Define the space for your reactions

Recognize the thoughts and feelings that arise when you are told what to do and how to live. Let go of thoughts about how you “should” react to them, and simply note what happens to your mind and body in those moments.

By understanding how emotional reactions manifest, you'll be less likely to criticize yourself for having them, and you'll know when it's time to take control of your feelings. This gives you a little room to make conscious choices about how you interact with the person you're hearing advice from.

Pay attention to your assumptions

Instead of vehemently lashing out and arguing with someone who is giving you advice, stop for a minute and try to understand how your mind is interpreting the situation.

Perhaps you feel like someone is forcing you to give up power over your life? Or do you think you are being treated like an unreasonable child?

Stop and think: could it be that your mind is playing a trick on you and misinterpreting the situation? It can happen that what we perceive as an attempt at personal responsibility is nothing more than an attempt to take care of us.

Try to consider possible alternatives and understand the motives of your interlocutor, rather than immediately rushing to the grenade, getting into a heated argument and rejecting his advice.

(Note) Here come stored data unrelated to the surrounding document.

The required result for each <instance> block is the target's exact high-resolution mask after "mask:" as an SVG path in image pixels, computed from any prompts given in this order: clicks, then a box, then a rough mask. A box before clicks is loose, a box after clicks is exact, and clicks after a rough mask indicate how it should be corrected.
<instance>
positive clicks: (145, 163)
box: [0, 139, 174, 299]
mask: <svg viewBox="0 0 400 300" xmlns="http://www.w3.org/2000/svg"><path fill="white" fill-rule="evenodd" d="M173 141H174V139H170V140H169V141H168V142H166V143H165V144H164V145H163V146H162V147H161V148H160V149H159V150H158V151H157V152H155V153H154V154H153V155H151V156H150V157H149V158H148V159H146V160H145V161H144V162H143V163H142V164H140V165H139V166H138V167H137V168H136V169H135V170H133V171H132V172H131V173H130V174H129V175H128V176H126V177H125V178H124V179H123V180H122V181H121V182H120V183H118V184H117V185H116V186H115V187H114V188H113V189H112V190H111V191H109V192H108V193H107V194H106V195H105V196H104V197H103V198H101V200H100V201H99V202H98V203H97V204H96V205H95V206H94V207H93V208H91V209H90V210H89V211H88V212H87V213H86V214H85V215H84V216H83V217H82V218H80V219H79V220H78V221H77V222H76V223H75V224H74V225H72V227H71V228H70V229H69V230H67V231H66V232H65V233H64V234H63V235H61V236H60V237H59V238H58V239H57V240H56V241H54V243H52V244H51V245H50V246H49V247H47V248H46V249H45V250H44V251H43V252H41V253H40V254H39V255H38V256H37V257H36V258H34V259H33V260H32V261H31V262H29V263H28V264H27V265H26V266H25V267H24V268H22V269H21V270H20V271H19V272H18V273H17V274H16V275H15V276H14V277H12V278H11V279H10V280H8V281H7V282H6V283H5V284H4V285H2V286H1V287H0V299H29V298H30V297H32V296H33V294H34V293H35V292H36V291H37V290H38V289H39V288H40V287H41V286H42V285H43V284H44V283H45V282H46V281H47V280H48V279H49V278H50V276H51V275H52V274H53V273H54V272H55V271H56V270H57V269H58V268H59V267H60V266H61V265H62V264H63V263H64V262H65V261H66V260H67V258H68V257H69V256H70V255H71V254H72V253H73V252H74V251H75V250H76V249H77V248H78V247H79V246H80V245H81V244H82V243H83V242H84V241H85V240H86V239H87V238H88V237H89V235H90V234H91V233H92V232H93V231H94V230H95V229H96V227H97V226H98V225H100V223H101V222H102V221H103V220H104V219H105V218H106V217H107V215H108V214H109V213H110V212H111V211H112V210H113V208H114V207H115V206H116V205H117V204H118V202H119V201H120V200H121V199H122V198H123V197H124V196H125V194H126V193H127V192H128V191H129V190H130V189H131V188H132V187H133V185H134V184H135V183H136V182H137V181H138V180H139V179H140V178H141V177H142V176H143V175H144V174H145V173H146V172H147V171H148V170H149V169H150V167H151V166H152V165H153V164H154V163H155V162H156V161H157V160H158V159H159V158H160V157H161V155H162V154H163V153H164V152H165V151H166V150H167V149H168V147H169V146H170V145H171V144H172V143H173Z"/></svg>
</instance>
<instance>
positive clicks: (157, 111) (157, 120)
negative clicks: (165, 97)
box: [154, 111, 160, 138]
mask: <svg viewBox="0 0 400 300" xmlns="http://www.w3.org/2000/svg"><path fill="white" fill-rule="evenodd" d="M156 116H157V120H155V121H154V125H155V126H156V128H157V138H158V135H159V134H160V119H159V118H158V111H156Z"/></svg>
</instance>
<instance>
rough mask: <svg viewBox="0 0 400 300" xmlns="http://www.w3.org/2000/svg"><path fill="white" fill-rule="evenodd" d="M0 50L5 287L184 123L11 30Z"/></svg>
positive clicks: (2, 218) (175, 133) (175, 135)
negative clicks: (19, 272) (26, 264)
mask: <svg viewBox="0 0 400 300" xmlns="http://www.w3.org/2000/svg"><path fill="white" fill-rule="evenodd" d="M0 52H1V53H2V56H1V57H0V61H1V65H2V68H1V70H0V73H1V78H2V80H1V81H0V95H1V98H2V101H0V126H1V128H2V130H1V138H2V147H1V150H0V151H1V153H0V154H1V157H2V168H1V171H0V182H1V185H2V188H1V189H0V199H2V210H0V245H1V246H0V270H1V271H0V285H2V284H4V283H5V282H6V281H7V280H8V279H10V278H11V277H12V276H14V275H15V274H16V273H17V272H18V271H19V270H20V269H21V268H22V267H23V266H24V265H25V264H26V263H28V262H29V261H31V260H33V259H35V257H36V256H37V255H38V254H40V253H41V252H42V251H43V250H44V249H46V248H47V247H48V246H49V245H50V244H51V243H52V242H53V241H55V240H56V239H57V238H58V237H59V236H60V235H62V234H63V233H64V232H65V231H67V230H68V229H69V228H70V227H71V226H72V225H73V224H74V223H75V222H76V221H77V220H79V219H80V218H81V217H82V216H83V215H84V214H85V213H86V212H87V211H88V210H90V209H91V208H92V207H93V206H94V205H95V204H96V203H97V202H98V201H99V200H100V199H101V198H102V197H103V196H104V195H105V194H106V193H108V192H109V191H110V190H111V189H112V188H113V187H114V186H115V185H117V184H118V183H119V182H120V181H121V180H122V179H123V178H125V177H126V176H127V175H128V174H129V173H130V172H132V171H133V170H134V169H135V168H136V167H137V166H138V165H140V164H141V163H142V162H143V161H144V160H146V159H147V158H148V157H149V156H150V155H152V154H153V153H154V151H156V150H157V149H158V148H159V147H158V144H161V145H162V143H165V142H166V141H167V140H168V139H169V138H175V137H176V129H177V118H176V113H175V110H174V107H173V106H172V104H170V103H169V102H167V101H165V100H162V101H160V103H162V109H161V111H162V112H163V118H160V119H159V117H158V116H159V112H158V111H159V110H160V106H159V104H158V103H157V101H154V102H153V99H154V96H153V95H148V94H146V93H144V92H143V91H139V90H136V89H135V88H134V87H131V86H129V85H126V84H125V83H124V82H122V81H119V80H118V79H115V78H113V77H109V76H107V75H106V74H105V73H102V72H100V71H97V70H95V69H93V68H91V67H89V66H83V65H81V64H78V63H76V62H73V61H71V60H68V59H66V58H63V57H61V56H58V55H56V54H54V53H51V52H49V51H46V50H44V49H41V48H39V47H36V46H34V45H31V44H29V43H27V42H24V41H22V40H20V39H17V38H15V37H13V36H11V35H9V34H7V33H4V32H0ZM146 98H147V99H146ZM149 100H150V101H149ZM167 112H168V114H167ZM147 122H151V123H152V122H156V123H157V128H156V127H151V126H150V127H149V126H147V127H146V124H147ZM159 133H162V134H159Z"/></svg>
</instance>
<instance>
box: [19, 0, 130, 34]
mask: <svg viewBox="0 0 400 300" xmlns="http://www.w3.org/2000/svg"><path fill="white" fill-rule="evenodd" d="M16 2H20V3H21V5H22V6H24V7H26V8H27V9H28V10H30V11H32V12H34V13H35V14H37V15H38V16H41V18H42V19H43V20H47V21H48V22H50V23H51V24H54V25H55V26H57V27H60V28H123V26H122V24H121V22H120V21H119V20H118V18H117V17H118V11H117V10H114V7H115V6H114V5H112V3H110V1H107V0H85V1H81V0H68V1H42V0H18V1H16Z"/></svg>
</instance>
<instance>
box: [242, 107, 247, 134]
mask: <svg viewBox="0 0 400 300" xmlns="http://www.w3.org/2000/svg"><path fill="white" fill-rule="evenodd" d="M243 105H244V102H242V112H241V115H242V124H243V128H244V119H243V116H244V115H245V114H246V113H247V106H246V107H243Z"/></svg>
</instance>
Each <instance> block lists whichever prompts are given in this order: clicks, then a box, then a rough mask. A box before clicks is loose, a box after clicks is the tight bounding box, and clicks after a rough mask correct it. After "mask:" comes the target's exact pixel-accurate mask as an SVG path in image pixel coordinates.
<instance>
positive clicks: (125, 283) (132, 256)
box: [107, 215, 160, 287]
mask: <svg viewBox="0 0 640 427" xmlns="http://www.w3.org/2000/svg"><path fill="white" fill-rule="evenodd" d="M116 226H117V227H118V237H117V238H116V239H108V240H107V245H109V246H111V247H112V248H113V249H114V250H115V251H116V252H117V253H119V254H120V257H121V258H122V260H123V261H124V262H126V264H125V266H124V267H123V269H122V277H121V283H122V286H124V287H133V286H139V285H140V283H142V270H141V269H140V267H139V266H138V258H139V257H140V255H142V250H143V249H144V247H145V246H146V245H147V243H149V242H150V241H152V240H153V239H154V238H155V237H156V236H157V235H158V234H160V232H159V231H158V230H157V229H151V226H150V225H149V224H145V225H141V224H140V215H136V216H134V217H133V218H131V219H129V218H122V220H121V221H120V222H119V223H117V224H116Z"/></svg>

Realize the grip of the ego

When the ego is activated, it can be difficult to think clearly. Our inner self likes to feel right and in control, so it tries to protect itself at all costs.

But sometimes we need to get over our ego and look at reality objectively. It is quite possible that the person giving you advice is not trying to humiliate you or show that they are much wiser than you - such assumptions are the work of your ego.

It tends to justify our resentment or rationalize hatred, which makes us blind and angry at everyone around us. If you want to take other people's advice with peace of mind, try not to let it pass through you and turn off your own pride for a while to see if it's useful or not.

Express feelings quickly and appropriately

Before you open your mouth and respond to the advice you receive, think: Are you ready to express your feelings quickly and appropriately?

If not, take a short pause to gather your thoughts. Instead of spewing out a long monologue filled with negativity and frustration, try putting it into a succinct statement that can describe your emotions succinctly and clearly.

For example, if a friend gives you unsolicited relationship advice, tell them, “I hate that you're bringing up this topic. It is far too personal and I am angry that you are allowing yourself to bring it up.”

Believe me, such a response will much better let your buddy know that his advice was inappropriate than a long and emotional monologue. And sometimes it's better to remain silent and then vent your anger in a calm environment than to engage in a dialog with someone who is telling you how to live your life.